Adicionalmente, la sistemática grabación y potencial reproducción de todas las actividades académicas es un paso aterrador hacia el control total de la vida corporal en nombre de un mesiánico mejoramiento armónico del futuro humano (o no humano) del mundo. Por un lado, nos otorga la posibilidad de recibir y revisar un número inmenso de clases e ideas, aunque a la vez nos enfrenta al peligro (acaso lejano en Argentina, pero muy concreto en otras naciones) de un barrido metódico y constante de las posiciones ideológicas de las personas puntuales (con sus consecuentes ascensos y caídas, en relación a los poderes de turno). Pero sobre todo, remite los datos de nuestro último resguardo (la casa, quien la tiene, o el sitio desde el cual nos conectamos), de nuestros gustos estéticos más íntimos y, en fin, de una persona distinta de la pública, de una máscara que no conformamos para la vida académica y que se cuela ahora por las rendijas de las cámaras digitales. La estimulante fantasía de imaginar los espacios privados de las personas públicas se choca hoy con la triste realidad de los monoambientes, el gusto mediocre y las híper reiteradas hileras de libros sobre estantes más o menos ordenados. Todo eso es actualmente absorbido y clasificado en una maquinaria infinitamente más eficaz que el panóptico, que trabaja en tiempo real y en todas las latitudes en simultáneo, que podrá sacar sus correlaciones y consecuentes sugerencias para aprovechar mejor nuestra facultad de darle más poder a los más poderosos.

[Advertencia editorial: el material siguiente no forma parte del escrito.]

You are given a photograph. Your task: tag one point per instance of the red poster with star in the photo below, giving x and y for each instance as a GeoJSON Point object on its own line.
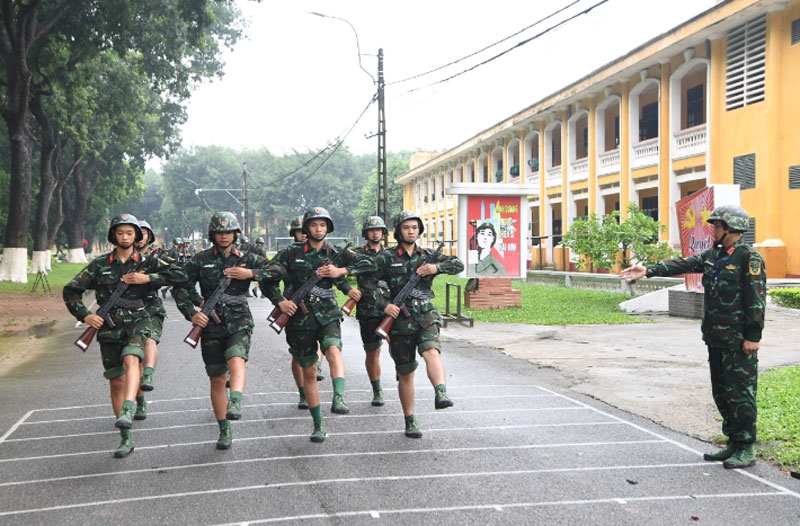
{"type": "Point", "coordinates": [494, 237]}
{"type": "Point", "coordinates": [697, 235]}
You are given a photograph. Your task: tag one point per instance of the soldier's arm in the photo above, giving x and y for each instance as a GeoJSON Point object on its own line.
{"type": "Point", "coordinates": [676, 266]}
{"type": "Point", "coordinates": [754, 297]}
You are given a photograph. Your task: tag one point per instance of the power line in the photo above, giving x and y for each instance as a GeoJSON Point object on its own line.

Asimismo, la permanente presencia de lecciones, charlas y seminarios en línea nos enfrenta, tarde o temprano, al juicio ajeno (es decir, propio a través de la cámara-espejo de los dispositivos que nos graban y comparten nuestras acciones), a la lucha contra el scrolling y al potencial consumo de herramientas de mejoramiento digital de la imagen.
Como sea, la intención aquí no es inquietarse por las elecciones de cada cual (eso lo dejo para mi fuero íntimo), sino prestar atención a otro de los efectos del culto digital que estamos erigiendo mansamente y sin descanso. Ojalá que exista alguna posibilidad de utilizar las tecnologías para potenciar nuestras capacidades. Sin embargo, con el nivel de concentración, acumulación y descuido de quienes hoy las poseen, una solución abierta y floreciente parece estar por el momento vedada.
Notas:
[3] Sobre este punto, es central la serie de textos de Boris Groys que reúne el volumen Going Public (Sternberg Press, Berlín – Nueva York, 2010 / Volverse público, Caja negra, Buenos Aires, 2014). Asimismo, la colección CAEZ de esta misma editorial, se propone explorar las aristas estéticas y artísticas surgidas de tal mutación subjetiva.
[4] Sobre este punto hay un brillante trabajo de Turquesa Topper, de pronta aparición, que pone de manifiesto los impactos de la moda en las configuraciones de los cuerpos humanos.
[5] The Wretched of the Screen, SternbergPress, Berlín, 2012 / Los condenados de la pantalla, Caja Negra, Buenos Aires, 2014.